WASHINGTON (Reuters) - Members of Congress on Thursday grilled the main U.S. banking regulator about a recent raft of data breaches, highlighting two incidents where workers downloaded more than 10,000 sensitive and private records onto portable storage devices before leaving the agency’s employ.
After the Federal Deposit Insurance Corp uncovered those two breaches, it conducted a review and found five other instances when employees improperly stored and took personal information for tens of thousands of individuals, according to Representative Barry Loudermilk, a Republican who chairs a House of Representatives subcommittee on oversight and technology.
Altogether, more than 160,000 people were affected, Loudermilk said at a hearing covering the breaches.
“To date, FDIC has failed to notify any of those individuals that their private information may have been compromised,” he added.

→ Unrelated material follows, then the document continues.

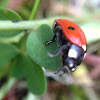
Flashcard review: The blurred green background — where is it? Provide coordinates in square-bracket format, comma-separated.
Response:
[0, 0, 100, 100]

The highest-ranking Democrat on the subcommittee, Representative Don Beyer, said the concerns were shared by members of both parties and added the FDIC was too slow in notifying Congress about the breaks in data security. It should have informed lawmakers within seven days of the incidents, he said.
The FDIC’s chief information officer and chief privacy officer, Lawrence Gross, told the hearing the agency is working to eliminate employees’ use of portable media and has installed technology blocking most employees from downloading data from its systems to DVDs, CDs and flash drives.
It is also looking into “digital rights management” software limiting the time period someone can access information and putting up other barriers to redistributing information.
Gross, who started his role in November, said he is conducting a “top to bottom review” of the agency’s information technology policies and planned to hire an independent third party to conduct an assessment.
The FDIC has said the downloads were inadvertent.
But members of Congress remained skeptical that the breaches were not intentional.
“In at least one case...a former employee who downloaded such data was evasive about her actions and not cooperative when initially confronted,” said Representative Bill Johnson.
“Some FDIC employees also suggest that it was highly improbable that this former employee’s actions were accidental. In addition this former employee is now working for a U.S. subsidiary of a non-U.S. financial services company which raises additional concerns.”